Jason Ward

Andrew W. Mellon Postdoctoral Fellow in the Humanities

20132014 Forum on Violence

Jason Ward

History, African American Studies

Ph.D., Yale University

Hanging Bridge: Racial Violence, Grassroots Struggle, and America's Civil Rights Century

In 1918 and again in 1942, white vigilantes hung African American teenagers from a rusty river bridge near Shubuta, Mississippi. During the 1960s, local African Americans organized to challenge continued repression, discrimination, and economic marginalization. In 1966, a white mob beat civil rights marchers in Shubuta while white authorities lobbied federal officials to defund black-run poverty programs and conspired to ship a local activist to Vietnam. By weaving together three generational narratives of racial violence and grassroots struggle, Hanging Bridge connects a seemingly isolated corner of the Deep South to three watershed moments in America's civil rights century. At three turning points in the black freedom struggle—1918, 1942, and 1966—racial violence in rural Mississippi dramatized national campaigns against lynching, disfranchisement, and the refined forms of repression that historic civil rights legislation failed to stamp out.

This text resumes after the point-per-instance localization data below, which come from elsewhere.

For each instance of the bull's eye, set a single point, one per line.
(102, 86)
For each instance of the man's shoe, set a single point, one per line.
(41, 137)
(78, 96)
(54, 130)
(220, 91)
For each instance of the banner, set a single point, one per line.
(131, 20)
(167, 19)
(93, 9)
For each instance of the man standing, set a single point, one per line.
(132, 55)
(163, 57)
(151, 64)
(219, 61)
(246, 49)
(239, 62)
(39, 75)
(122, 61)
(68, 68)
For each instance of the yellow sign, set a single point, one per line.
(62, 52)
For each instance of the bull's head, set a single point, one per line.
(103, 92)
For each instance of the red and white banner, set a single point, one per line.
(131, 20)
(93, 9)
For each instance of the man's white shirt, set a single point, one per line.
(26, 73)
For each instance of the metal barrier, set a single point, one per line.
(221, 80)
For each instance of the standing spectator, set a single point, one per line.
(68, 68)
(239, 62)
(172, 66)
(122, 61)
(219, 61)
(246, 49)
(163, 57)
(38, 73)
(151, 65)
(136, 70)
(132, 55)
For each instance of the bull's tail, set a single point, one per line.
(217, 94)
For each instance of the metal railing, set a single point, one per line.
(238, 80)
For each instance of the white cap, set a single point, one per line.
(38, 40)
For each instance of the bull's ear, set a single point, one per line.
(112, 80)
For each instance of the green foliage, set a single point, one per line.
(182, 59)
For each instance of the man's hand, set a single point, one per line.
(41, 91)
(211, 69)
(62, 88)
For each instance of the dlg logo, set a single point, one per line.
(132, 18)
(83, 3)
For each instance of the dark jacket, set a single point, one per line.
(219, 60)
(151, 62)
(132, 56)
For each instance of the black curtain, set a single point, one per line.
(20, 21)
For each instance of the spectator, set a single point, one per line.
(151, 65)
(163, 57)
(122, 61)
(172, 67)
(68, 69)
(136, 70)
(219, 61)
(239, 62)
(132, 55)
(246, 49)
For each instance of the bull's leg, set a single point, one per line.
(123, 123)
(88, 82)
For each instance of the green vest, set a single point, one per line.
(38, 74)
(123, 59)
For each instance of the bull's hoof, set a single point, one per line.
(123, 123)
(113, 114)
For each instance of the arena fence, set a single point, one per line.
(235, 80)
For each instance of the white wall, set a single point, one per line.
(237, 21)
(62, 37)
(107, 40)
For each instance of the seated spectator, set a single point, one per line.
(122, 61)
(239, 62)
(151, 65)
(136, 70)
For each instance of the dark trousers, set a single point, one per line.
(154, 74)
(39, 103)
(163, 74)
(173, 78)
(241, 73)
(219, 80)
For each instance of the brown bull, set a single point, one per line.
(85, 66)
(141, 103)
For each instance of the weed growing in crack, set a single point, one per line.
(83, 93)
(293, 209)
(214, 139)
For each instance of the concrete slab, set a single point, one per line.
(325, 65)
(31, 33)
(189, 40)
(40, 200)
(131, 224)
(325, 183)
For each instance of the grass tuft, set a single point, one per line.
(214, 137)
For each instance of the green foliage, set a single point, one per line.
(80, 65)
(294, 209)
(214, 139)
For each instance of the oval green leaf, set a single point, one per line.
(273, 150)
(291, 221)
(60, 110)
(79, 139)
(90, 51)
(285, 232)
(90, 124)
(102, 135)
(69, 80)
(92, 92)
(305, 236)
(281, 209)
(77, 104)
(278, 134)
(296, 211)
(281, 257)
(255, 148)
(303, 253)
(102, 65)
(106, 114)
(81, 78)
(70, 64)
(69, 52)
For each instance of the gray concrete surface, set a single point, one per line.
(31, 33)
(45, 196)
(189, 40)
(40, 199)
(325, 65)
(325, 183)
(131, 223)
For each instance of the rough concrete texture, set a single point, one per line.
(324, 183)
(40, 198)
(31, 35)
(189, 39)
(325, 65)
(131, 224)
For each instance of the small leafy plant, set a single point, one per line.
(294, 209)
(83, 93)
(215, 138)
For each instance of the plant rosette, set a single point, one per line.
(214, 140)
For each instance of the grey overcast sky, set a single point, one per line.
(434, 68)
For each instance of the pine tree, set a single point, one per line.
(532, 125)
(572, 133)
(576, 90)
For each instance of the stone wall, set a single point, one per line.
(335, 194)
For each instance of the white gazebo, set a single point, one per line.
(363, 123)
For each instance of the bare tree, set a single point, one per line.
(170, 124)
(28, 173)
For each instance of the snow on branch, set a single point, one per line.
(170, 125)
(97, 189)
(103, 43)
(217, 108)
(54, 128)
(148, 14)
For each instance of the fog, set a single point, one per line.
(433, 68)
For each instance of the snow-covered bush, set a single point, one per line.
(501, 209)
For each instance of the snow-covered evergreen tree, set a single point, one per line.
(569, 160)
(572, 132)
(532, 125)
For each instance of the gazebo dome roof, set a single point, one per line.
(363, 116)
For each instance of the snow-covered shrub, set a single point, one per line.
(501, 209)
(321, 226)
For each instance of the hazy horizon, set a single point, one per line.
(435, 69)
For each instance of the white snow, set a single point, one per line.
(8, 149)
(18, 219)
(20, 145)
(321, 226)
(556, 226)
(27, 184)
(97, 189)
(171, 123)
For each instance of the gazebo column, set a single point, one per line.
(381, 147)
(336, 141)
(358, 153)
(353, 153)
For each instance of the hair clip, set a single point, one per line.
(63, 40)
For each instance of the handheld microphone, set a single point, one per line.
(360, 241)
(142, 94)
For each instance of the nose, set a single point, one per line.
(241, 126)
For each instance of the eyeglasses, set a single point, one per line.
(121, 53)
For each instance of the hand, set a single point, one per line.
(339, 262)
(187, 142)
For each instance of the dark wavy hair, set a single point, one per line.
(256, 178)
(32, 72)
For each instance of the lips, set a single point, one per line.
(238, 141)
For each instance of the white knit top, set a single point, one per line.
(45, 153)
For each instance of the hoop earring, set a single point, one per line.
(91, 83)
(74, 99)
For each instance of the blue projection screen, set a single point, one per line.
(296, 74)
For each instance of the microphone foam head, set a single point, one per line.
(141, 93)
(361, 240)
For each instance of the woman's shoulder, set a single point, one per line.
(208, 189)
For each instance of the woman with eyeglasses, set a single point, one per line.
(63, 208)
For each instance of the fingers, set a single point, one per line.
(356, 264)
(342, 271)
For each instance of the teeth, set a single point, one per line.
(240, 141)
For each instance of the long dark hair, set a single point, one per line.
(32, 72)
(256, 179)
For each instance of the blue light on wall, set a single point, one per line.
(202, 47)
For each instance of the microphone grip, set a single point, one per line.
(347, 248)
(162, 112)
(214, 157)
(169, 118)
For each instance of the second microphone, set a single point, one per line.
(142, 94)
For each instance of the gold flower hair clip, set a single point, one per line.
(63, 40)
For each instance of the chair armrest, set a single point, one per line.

This study places violence at the center of the narrative, focusing on the ways lynching and other forms of white repression fueled Jim Crow-era outmigration and transformed black conceptions of racial militancy. Violence also shaped a local civil rights struggle that defies conventional movement timelines and themes even as it influenced national debates over the War on Poverty, the Vietnam War, and the nation's ongoing racial dilemma. Rather than a reassuring narrative of progress from Jim Crow brutality to civil rights triumph, Hanging Bridge uses recurrent racial violence as a framework and analytical tool for probing the unfulfilled promise of civil rights in the rural Deep South.